Un mois avant sa diffusion officielle sur TV2 en Norvège, Occupied, faisait déjà office de curiosité. La Russie – qui n’avait pourtant encore vu aucune image – dénonçait une campagne de dénigrement via cette fiction d’anticipation imaginée par l’un des maîtres du polar scandinave, Jo Nesbø. La raison de cette colère ? Le pitch. Dans une Norvège s’apprêtant à passer aux énergies propres et à fournir l’Europe entière grâce ce nouveau minerai, l’ancienne URSS, en accord avec l’UE, décide d’imposer au Premier ministre écologiste Jesper Berg une marche arrière forcée et un retour à l’exploitation de ce bon vieux pétrole. Puis, tout en le niant, la Russie va s’immiscer petit à petit dans les affaires politiques du pays. Malheureusement aussi, la série qui débarque sur Arte se révèle plus que jamais d’actualité et rappelle que la paix est une notion fragile, et que la liberté a un prix…

Le premier épisode d’Occupied ne perd pas une seule seconde pour exposer les enjeux de ce qui va suivre. Les vingt premières minutes, musclées et tendues, suffisent à installer intrigues principales, personnages et lieux. La série déroule en dix épisodes une vision très pessimiste de la société contemporaine, qu’elle soit norvégienne, européenne ou mondiale.

C’est en tout cas une sombre période que vit la Norvège. Elle est isolée, occupée (un vilain mot que Berg va tenter quelque temps de combattre, avant d’abandonner), et contrainte de renoncer à ses idéaux pour le maintien d’un statu quo économique qui n’intéresse que ceux à qui cela profite. L’occupation, thème vu et revu aussi bien dans les fresques historiques que dans la science-fiction, se voit ici dotée d’un traitement nouveau. Occupied ne réinvente pas le genre, mais en propose une vision contemporaine et réaliste de ce qu’un conflit entre nations occidentales pourrait donner aujourd’hui.

Si la Russie a donc semblé irritée d’être désignée comme l’ennemi avant même d’avoir vu la série, les créateurs Karianne Lund et Erik Skjoldbjaerg dessinent une carte du monde bien plus ambigüe que cela. Au travers des quelques apparitions du commissaire français de l’UE (joué par Hyppolyte Girardot), Occupied, par l’invasion russe certes, montre un système politique européen sclérosé, défiant à l’idée de ne plus être abreuvée en pétrole. C’est l’occasion de parler du pouvoir politique et des notions de renoncement inhérentes à ces fonctions. Élu sur un programme qu’il n’a pas une seule chance de pouvoir appliquer, Jesper Berg s’en tient à maintenir un pays et un peuple en vie, pour éviter la guerre et le chaos total quitte à sacrifier ses idéaux. La composition de l’acteur Henrik Mestad, à la fois désemparé, mais déterminé à conserver la souveraineté de son pays, est à ce titre tout à fait remarquable.

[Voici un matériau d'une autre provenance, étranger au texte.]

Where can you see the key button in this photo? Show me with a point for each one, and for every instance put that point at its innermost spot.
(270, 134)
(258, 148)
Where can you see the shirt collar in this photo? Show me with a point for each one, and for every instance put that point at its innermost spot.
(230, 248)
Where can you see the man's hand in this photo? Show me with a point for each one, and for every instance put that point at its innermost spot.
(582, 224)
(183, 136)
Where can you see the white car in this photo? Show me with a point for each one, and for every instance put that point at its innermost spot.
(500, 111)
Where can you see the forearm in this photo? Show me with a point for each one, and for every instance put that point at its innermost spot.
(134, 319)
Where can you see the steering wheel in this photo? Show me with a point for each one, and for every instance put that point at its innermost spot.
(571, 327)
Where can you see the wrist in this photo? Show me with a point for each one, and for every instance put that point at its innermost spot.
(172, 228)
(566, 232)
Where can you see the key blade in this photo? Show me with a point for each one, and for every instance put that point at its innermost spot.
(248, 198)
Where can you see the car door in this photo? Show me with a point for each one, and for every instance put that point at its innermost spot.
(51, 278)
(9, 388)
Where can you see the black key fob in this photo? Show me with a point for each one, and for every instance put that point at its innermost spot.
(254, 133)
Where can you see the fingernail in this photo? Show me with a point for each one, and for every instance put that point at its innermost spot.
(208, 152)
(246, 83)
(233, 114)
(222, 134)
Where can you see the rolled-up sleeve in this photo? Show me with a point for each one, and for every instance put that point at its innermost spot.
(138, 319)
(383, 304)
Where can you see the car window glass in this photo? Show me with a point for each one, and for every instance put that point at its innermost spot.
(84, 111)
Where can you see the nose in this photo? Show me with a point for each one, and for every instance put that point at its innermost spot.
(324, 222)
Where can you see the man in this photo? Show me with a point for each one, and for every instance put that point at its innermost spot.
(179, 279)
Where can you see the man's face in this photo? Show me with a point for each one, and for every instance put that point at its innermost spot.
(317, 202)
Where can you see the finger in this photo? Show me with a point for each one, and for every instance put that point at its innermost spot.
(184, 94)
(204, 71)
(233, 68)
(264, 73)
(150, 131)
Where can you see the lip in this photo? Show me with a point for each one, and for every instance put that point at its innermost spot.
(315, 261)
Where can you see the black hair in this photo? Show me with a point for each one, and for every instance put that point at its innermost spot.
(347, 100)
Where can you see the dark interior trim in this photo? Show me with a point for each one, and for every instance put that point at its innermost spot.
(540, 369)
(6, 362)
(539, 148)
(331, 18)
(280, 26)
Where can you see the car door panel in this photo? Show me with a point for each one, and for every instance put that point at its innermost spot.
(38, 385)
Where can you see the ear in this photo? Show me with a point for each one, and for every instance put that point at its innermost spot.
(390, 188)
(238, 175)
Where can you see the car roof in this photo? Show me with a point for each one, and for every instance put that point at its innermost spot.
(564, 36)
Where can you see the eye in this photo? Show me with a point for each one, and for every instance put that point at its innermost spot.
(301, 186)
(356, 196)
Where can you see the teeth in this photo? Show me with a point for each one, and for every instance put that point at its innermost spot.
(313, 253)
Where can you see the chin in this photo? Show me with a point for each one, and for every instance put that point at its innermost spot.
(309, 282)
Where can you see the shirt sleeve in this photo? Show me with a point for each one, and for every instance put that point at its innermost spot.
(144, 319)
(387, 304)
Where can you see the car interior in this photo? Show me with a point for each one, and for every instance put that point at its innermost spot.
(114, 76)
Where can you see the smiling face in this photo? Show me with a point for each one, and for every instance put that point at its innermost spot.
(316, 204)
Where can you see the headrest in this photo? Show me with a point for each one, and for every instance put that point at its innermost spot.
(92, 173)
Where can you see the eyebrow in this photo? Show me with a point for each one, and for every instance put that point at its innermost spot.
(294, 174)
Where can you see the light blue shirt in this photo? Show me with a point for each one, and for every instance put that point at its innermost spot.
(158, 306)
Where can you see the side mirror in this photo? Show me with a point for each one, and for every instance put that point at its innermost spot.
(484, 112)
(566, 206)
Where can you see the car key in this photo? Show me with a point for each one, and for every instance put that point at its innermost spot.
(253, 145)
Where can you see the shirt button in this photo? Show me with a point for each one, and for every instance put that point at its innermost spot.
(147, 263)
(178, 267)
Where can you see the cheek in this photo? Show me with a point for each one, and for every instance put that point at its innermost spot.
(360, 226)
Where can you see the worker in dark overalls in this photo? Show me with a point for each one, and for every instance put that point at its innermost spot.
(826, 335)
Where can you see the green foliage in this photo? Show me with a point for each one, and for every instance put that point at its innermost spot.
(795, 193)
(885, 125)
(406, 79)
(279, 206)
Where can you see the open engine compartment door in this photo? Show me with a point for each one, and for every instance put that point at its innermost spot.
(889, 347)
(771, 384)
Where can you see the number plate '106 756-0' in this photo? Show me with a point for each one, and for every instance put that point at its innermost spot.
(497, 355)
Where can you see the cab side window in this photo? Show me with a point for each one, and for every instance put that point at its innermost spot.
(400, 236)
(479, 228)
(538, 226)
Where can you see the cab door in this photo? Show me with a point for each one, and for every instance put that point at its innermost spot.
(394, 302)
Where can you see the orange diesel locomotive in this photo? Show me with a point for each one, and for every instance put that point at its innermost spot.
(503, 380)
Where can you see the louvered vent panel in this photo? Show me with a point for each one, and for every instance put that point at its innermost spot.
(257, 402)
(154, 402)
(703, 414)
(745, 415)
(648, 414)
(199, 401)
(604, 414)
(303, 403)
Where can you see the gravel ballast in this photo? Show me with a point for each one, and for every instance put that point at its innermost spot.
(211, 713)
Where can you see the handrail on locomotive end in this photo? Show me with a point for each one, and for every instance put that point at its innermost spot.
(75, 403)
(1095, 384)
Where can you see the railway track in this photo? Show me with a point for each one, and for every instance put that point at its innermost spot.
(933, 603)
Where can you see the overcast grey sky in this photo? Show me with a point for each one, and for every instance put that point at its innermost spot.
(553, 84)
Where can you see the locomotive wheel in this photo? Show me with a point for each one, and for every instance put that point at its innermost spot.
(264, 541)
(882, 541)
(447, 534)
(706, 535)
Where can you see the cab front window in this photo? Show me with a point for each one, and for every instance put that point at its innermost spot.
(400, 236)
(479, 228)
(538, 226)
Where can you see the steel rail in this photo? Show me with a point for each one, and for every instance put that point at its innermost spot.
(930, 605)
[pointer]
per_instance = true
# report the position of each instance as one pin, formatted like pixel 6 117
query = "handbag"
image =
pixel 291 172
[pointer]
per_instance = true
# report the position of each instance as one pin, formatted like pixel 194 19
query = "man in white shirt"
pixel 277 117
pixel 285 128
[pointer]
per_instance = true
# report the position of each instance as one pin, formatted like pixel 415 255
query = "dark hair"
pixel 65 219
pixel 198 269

Autour de ce personnage central, la galerie de protagonistes se révèle extrêmement solide. Malgré certaines introductions faciles (un journaliste opportuniste et particulièrement chanceux, une ambassadrice russe qui ne cache pas ses motivations…) toutes ces trajectoires vont s’affiner pour devenir de plus en plus nuancées et traverser des zones grises bien loin de tout manichéisme. Wenche Arnesen, la chef de la sécurité de Berg, bénéficie pour son cas d’un développement fascinant. Passant de celle qui n’a pas grand-chose à perdre avec tous les clichés qui vont avec, pour finir la saison de manière déroutante et brillante, le personnage interroge sur de nombreux thèmes liés à la résistance et aux figures érigées en leaders.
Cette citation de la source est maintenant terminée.